Летучие рыбы.

А может быть, совсем и не рыбы, а что-то другое, потому что рыбы не смогли бы забраться на корабль по якорным цепям. Многие лезли прямо по борту и походили на мокрых, щетинистых скорпионов.

Ирландская команда отстреливалась, пустила в ход сабли и ножи, но прожорливых дьяволов было слишком много. Матросу на мачте скоро стало не до соседей, поскольку его собственное судно дало крен. Видимо, рыбы как-то проникли в трюм и сожрали всех, кто там находился. Течь опять усилилась. А из-за темноты и скученности люди не могли защищаться и не видели врага.

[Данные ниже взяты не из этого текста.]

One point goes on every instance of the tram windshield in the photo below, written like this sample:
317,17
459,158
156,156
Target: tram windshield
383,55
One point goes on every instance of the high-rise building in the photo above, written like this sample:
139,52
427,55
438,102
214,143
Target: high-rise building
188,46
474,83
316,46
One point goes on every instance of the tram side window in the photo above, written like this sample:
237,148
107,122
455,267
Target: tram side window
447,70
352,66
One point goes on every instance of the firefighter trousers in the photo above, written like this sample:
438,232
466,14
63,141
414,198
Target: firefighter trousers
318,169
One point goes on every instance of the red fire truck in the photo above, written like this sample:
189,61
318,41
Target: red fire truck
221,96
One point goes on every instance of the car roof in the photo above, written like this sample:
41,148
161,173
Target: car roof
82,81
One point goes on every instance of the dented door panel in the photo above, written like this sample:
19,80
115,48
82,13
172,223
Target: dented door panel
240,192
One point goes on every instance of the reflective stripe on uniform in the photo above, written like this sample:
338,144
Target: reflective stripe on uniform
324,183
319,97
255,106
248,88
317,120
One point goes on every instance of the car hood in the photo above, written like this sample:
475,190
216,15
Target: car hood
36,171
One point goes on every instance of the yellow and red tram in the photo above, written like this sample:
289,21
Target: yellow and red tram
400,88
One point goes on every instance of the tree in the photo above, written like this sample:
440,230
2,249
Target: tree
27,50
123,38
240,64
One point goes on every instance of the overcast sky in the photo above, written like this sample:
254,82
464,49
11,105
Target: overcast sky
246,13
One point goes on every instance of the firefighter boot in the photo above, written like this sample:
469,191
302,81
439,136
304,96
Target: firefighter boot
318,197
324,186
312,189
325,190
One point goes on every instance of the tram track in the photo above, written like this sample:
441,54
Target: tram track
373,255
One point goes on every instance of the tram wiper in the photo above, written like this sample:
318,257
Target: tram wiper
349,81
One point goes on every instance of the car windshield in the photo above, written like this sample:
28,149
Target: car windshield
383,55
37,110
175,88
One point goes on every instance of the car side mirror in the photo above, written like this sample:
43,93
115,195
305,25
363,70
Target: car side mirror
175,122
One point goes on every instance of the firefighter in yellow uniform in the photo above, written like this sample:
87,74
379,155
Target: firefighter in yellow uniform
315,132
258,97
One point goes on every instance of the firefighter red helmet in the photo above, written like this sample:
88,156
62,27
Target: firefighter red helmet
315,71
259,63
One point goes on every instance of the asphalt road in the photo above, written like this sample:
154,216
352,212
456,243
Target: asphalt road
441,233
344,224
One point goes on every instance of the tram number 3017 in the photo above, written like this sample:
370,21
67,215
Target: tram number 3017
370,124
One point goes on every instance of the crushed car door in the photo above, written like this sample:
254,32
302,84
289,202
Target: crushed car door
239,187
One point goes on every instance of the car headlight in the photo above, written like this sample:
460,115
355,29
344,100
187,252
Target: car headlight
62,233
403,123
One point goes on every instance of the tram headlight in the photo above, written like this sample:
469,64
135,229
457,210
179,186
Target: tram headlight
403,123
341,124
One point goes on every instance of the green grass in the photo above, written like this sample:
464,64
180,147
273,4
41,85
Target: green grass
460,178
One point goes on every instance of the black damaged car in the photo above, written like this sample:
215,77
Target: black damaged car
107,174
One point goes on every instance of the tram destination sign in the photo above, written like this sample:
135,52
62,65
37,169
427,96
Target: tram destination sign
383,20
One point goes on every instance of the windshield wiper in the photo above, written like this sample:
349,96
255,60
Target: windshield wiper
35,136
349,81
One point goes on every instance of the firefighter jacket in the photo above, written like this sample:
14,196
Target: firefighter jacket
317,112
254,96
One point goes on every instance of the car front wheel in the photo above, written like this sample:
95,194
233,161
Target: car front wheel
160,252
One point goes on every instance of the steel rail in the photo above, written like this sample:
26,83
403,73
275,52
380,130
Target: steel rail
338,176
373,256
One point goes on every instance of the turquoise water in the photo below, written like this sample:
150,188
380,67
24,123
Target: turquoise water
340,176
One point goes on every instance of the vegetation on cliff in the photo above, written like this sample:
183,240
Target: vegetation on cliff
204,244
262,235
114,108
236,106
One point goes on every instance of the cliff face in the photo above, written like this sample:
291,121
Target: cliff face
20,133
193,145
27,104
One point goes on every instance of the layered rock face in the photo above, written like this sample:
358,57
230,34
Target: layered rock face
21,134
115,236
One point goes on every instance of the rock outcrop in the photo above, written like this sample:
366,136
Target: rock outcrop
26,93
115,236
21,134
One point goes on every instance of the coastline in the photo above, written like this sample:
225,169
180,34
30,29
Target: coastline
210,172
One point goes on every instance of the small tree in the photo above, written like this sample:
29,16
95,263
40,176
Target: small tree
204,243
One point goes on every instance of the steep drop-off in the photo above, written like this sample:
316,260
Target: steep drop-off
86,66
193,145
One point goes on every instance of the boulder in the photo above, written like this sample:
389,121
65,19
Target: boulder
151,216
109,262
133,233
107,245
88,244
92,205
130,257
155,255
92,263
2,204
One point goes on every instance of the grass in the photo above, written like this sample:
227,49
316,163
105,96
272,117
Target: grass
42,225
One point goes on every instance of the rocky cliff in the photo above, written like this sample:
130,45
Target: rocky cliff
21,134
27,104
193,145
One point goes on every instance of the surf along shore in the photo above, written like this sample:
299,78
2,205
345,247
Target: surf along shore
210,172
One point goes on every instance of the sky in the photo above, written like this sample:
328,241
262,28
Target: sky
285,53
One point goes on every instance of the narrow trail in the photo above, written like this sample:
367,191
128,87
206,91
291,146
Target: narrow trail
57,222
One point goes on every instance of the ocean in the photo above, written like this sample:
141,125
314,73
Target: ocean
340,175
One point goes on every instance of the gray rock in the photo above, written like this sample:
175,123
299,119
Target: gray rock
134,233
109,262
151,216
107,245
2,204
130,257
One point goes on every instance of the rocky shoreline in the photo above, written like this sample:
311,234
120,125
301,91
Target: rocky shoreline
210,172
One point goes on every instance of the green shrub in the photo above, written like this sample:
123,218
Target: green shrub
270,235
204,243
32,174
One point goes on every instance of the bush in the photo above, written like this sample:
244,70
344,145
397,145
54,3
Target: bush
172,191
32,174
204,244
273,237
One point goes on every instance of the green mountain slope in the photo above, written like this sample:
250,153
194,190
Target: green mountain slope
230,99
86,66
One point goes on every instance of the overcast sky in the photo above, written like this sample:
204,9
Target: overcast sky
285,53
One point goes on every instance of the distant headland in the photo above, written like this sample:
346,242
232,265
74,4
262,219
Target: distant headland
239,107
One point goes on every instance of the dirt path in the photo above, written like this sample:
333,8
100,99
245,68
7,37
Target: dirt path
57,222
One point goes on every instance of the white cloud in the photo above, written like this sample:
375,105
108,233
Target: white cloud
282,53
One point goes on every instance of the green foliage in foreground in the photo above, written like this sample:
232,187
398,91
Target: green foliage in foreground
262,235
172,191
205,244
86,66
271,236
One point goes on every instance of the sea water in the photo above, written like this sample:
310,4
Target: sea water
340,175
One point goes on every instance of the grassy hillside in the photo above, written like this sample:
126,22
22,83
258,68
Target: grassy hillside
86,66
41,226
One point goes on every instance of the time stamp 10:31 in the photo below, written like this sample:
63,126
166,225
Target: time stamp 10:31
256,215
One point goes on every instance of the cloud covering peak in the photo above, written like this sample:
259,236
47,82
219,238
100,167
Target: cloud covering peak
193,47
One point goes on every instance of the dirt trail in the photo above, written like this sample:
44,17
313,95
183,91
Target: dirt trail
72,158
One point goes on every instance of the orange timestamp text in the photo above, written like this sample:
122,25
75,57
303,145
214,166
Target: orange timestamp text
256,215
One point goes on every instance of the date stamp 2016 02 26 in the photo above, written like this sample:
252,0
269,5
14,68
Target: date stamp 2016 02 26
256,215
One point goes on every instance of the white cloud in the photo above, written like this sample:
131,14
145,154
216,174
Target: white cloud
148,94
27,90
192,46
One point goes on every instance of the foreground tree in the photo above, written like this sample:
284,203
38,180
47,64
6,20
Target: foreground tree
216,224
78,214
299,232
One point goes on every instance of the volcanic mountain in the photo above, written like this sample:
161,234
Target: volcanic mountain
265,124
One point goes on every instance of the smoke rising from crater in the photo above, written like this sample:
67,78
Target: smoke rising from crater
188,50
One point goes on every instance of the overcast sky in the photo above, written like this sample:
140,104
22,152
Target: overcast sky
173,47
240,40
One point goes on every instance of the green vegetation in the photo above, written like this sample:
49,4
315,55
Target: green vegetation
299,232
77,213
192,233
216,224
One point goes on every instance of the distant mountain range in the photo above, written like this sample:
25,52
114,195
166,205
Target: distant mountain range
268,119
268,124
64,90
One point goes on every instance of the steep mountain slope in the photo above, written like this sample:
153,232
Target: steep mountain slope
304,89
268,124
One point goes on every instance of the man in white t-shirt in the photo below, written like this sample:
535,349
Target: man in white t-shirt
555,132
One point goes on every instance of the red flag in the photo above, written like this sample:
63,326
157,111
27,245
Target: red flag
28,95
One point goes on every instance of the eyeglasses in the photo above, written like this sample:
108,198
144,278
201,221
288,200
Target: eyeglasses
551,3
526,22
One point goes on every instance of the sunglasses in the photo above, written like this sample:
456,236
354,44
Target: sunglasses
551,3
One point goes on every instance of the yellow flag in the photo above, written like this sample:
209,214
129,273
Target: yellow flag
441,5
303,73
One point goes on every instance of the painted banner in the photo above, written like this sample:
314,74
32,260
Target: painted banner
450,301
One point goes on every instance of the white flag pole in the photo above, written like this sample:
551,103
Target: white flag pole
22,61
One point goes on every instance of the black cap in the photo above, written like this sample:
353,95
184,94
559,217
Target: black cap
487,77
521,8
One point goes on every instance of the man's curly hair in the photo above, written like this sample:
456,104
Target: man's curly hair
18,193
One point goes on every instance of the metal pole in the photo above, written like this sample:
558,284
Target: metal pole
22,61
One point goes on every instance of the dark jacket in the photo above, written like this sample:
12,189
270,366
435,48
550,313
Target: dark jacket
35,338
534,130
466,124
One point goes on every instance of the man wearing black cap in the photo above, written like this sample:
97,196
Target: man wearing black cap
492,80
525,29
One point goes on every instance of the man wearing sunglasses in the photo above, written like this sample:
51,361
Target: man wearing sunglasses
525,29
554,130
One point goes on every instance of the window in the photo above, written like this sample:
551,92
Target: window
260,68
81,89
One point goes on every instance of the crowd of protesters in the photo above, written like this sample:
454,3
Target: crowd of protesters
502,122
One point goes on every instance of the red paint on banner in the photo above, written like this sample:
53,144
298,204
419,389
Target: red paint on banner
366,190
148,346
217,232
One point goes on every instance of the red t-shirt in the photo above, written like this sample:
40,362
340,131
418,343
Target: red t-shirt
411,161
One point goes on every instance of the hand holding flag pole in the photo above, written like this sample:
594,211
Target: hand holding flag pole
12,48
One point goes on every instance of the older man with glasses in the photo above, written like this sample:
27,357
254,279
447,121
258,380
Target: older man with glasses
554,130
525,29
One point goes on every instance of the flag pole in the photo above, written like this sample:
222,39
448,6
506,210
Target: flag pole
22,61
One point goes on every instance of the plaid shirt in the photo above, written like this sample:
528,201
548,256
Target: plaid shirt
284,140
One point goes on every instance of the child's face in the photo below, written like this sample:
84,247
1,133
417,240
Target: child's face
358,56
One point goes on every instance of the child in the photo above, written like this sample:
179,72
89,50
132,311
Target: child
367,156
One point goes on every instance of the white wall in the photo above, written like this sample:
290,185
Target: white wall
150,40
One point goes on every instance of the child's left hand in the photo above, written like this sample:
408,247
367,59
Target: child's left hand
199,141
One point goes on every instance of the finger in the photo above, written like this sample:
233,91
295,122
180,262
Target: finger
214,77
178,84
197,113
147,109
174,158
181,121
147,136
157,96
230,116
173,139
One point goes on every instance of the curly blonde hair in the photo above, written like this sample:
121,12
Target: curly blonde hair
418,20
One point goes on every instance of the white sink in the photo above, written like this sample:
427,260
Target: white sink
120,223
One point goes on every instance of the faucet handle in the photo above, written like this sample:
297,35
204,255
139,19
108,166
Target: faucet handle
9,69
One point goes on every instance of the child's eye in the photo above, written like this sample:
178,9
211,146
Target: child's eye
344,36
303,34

Судно тонуло, заваливаясь на бок. Все, кто оставался наверху, бросились к шлюпкам. Матрос спустился с мачты, бросив свой пост и оказался в одной лодочке с парнями, которые охраняли камбуз и казну.

Все трое выжили только потому, что не последовали за прочими шлюпками к берегу. Корабль уходил все глубже, вскоре взорвался паровой котел, и на поверхности осталась лишь груда щепок от деревянной палубы. Все лодки, повернувшие к берегу, были атакованы подводной стаей. Ирландский корабль оставался на плаву, оттуда доносились выстрелы и стоны, но трое спасшихся матросов не решились приближаться. Они видели, как погибли товарищи, и изо всех сил гребли на запад, в открытое море. Они хотели обогнуть гиблые воды по большой дуге, но начался шторм, и шлюпку потащило назад. Спустя неделю, пройдя полосу туманов, смертельно больные, они достигли германского порта…

Хранитель степенно достал трубку, заколотил табак, давая Ковалю возможность осмыслить рассказ.

– Кто после этого мог говорить об отправке посольства морем? – добавил Станислав. – Великое посольство пошло по суше, по тем зыбким тропам, что проложили на юг смельчаки, вооруженные молитвой и святым Крестом.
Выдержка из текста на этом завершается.